Cat Electric Power has thought about the preliminary phase of setting up a power plant. Do you want to start a green power project and make it successful? Then the Caterpillar webinar about green energy with engineers Darrin Johnston and Lisa Demetrius Walker can provide the answer. At the webinar they explained all the steps that it takes to make a good project.

Cat Electric Power focuses on the pre-work

First we will have to start with the essential pre-work. We can identify four phases that must be considered before we get to the ground, these can’t be overlooked or the project won’t get to the next stages. It’s important to establish your goals, tipycally six: power resilience and reliability; permitting, generator sets or constructor permits for installation; full or partial grid independence, the ability to disconnect from the grid; scalability and adaptability across various site types, these systems are quite modular and scalable so you need to think about the full range of sites; greenhouse gas objectives; total lifecycle cost, for example the cost of utility purchases, cost of fuel purchases, cost of maintenance operations. The second phase is having an energy audit, so that you know the energy usage patterns, the generation patterns, the equipment efficiency and also how much you waste.

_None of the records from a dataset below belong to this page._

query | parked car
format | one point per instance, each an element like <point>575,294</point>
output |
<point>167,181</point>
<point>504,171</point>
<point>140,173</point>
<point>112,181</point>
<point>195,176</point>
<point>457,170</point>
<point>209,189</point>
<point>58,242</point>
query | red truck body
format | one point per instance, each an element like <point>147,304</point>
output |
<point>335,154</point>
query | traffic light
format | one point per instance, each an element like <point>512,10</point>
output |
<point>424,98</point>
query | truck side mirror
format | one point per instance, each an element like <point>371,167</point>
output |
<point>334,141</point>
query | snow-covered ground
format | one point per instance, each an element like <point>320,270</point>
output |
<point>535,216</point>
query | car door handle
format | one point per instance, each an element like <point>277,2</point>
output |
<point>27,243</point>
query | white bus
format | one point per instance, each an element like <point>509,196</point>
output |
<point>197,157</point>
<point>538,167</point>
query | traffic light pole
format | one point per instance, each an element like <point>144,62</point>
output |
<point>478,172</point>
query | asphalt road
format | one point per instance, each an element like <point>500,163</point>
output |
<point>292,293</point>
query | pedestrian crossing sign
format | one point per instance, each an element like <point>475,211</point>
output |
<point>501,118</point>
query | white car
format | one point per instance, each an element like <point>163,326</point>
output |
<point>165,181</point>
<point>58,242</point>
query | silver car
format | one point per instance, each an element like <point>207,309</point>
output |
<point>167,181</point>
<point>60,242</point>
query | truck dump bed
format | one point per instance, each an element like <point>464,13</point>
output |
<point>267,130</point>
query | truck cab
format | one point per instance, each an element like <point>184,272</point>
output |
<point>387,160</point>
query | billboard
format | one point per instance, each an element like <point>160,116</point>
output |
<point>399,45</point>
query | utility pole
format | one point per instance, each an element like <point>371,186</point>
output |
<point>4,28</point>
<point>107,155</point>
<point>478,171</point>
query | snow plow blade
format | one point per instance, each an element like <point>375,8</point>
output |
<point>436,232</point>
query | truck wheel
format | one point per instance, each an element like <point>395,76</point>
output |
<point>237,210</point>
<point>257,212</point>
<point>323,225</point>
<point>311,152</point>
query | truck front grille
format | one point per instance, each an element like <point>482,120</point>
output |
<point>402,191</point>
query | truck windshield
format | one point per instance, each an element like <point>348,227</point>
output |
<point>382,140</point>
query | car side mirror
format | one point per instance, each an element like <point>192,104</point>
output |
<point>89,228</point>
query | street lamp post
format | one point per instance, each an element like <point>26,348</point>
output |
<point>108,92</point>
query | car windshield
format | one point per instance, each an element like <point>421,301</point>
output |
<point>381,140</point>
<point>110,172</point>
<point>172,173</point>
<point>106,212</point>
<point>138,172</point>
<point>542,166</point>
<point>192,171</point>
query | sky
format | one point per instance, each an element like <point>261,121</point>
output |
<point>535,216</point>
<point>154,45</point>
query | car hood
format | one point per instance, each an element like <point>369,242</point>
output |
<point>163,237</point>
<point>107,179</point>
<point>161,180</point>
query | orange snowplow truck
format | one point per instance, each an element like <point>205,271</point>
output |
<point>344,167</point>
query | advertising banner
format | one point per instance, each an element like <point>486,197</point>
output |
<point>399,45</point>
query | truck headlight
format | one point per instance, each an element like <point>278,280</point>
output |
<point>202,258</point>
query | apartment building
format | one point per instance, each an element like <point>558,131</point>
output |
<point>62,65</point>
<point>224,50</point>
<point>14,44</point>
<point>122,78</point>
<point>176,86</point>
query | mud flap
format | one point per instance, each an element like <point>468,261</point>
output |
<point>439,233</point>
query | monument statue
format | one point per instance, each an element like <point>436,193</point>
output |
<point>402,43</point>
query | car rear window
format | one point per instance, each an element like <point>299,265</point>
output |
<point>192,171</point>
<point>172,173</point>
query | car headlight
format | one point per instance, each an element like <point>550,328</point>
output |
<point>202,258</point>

There are many ways to do so, the simplest is by taking a look at the utility bill. A simple walk around the plant can help uncover opportunities for energy efficiency or waste reduction. Remember that the most cost effective kilowatt hour is the one we don’t have to generate. When you have identified all the sources of waste is time to improve the efficiency by reducing wasted energy. The last stage is to measure the load profile, since we don’t have essential data and we don’t know what the site data is, it’s a guessing game, so the advice they give is to use real time measurement equipment if possible, like a power quality analyzer for at least a week, or longer. Remember to keep in mind seasonal peaks and valleys and to estimate future load growth and the impact of efficiency improvements. 

The second step

The second step for a successful project is the optimal system design and the project execution, here we need to start evaluating local resources, site specific solar and wind resources’s infos come from satellite data for exaple from NASA or software like Homer Pro.